À votre tour

La Grise et

les condoms

Un arrêt d’autobus au coin d’une rue achalandée; tel est le site de prédilection des prostituées locales pour la sollicitation depuis au moins cinq ans dans mon quartier. Je passe devant tous les jours.

Ce soir, en revenant d’une petite course à pied, La Grise y était accotée, à cet arrêt d’autobus. Elle scrutait nerveusement les voitures venant en sa direction, comme toutes les nombreuses fois où je l’ai aperçue depuis des mois.

De toutes les prostituées, c’est la plus vieille, la plus sale et la plus abîmée. Poster girl de l’abus d’héroïne, paraissant plus vieille que les vieilles, vêtements gris déchirés, joues renfoncées, dents grises. Quand je l’ai vue ce soir, je l’ai surnommée La Grise.

Et j’ai eu envie de lui parler.

Moi: « Puis-je vous parler? »

La Grise: « Oui»

Moi: «Cela ne sera pas long. Je sais que vous êtes en train de travailler.»

La Grise : «Je ne travaille pas. Je suis en détox.»

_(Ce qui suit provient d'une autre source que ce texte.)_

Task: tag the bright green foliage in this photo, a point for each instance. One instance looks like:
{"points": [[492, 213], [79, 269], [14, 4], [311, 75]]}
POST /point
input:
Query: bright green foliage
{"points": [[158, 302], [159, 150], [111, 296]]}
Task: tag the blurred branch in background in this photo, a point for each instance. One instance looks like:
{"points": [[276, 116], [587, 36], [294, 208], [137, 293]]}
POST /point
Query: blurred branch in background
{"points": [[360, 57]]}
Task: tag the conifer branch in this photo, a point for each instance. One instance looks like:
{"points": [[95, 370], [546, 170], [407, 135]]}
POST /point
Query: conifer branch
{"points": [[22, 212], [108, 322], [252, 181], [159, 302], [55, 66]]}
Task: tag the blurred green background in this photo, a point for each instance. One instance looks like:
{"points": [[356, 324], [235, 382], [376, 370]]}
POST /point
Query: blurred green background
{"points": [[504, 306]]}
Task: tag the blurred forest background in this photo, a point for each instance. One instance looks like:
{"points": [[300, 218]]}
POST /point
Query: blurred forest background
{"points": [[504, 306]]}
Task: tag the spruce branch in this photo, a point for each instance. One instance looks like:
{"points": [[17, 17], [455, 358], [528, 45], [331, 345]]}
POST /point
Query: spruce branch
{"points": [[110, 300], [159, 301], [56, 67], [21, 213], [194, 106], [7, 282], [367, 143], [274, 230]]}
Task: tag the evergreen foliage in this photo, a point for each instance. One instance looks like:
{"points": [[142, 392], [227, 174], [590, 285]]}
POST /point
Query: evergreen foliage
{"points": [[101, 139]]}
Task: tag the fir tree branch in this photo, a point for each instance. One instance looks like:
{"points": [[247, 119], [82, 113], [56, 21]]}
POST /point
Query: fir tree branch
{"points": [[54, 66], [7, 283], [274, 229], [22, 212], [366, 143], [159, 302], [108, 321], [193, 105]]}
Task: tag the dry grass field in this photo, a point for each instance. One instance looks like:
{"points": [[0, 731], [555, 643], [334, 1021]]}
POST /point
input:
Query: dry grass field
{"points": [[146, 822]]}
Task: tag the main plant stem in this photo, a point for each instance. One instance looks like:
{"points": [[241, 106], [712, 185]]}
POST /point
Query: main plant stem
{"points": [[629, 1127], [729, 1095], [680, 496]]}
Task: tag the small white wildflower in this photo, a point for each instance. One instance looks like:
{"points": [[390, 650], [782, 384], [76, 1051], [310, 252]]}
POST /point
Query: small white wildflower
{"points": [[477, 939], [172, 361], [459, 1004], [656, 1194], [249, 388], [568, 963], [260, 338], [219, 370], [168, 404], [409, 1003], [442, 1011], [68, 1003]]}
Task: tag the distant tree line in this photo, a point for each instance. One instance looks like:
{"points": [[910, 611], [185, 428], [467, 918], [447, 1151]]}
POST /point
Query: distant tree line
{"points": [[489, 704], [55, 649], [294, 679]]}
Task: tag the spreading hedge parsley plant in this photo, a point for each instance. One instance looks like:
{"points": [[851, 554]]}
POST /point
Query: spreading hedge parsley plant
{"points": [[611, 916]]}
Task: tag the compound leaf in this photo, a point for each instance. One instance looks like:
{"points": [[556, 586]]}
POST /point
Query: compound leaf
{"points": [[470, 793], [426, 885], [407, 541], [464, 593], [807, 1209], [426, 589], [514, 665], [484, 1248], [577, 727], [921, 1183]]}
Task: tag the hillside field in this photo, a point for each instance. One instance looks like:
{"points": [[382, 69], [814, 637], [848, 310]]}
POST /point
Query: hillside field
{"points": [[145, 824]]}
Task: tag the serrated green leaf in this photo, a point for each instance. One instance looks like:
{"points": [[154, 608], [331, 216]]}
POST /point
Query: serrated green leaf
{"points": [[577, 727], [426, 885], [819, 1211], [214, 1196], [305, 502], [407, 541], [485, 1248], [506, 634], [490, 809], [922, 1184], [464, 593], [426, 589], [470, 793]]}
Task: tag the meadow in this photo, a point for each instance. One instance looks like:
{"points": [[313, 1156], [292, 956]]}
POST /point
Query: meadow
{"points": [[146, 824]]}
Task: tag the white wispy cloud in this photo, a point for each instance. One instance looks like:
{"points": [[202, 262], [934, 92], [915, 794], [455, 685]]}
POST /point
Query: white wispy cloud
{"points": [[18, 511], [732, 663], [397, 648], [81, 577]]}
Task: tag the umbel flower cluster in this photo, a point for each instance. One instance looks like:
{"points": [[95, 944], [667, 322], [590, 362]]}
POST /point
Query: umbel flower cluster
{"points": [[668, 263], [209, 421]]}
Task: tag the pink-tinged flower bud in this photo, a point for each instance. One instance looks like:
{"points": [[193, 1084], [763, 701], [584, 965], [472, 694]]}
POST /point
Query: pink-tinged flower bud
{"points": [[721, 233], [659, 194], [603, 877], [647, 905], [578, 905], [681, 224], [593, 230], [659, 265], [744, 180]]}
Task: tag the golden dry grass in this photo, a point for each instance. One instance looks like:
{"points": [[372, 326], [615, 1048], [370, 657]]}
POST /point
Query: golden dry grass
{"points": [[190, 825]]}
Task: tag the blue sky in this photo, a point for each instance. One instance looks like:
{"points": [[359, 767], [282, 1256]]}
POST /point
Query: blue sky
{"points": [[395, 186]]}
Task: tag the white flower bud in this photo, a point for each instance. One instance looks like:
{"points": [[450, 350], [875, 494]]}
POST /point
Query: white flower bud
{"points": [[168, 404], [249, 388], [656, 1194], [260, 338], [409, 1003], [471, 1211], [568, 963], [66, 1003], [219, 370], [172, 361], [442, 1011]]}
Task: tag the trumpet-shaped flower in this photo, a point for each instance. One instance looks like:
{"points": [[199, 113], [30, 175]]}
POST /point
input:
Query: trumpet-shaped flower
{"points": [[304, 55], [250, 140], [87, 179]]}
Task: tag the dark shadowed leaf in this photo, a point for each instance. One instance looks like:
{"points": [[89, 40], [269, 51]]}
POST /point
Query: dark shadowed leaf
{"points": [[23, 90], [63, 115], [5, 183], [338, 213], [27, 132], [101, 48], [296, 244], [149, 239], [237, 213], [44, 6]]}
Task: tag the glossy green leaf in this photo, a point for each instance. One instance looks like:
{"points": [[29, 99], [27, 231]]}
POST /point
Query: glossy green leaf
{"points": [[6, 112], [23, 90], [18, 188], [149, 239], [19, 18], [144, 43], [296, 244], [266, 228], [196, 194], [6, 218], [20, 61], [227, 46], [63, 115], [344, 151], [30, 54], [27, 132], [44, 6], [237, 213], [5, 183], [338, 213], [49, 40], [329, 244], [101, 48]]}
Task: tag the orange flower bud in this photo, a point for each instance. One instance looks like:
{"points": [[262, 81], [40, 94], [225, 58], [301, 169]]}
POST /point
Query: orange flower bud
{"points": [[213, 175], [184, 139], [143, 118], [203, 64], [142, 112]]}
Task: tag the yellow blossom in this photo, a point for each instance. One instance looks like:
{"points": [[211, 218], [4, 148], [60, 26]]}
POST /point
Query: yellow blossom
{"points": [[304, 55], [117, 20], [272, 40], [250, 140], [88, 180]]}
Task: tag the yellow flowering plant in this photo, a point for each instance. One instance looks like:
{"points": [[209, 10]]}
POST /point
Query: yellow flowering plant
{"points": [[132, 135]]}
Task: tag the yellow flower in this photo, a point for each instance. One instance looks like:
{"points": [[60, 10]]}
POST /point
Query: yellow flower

Moi : (je ne comprends pas le lien immédiatement, mais je continue) : «Ah? C’est juste pour vous dire qu’il y a des filles, dans le stationnement de l’église et sur ma rue… il y a des filles qui laissent tomber les condoms par terre.»

Car, sur ma rue, les clients se stationnent pendant un gros six minutes avec les prostituées, dans le stationnement d’une église ou devant chez moi. Après, ils jettent les condoms par terre. Souvent, j’en retrouve sous les roues de mon auto. Le matin, les enfants, nombreux, passent par là pour se rendre à l’école.

La Grise: «Les condoms? Je le sais. Ça m’écœure. Je l’ai souvent dit aux filles de ne pas faire cela».

Je suis abasourdie et je ne réponds rien.

La Grise, encore : «Je mets des gants et je les ramasse. Elles ne devraient pas faire cela».

Moi, abasourdie : «OK. Merci et Bravo. Ne lâchez pas la détox».

Je repars en trottinant.

La Grise me crie, un sourire dans la voix : « Y’é beau ton chien ».

Je suis rentrée à la maison bouleversée. En menant ma petite vie de famille, ce soir, La Grise m’a hantée. Je sais qu’elle est sur le coin de la rue et qu’elle met sa vie en danger pour un souteneur ou un revendeur de drogue.

Je sais aussi qu’à sa manière, elle protège mes enfants.

Merci, La Grise, et reste en sécurité, toi aussi.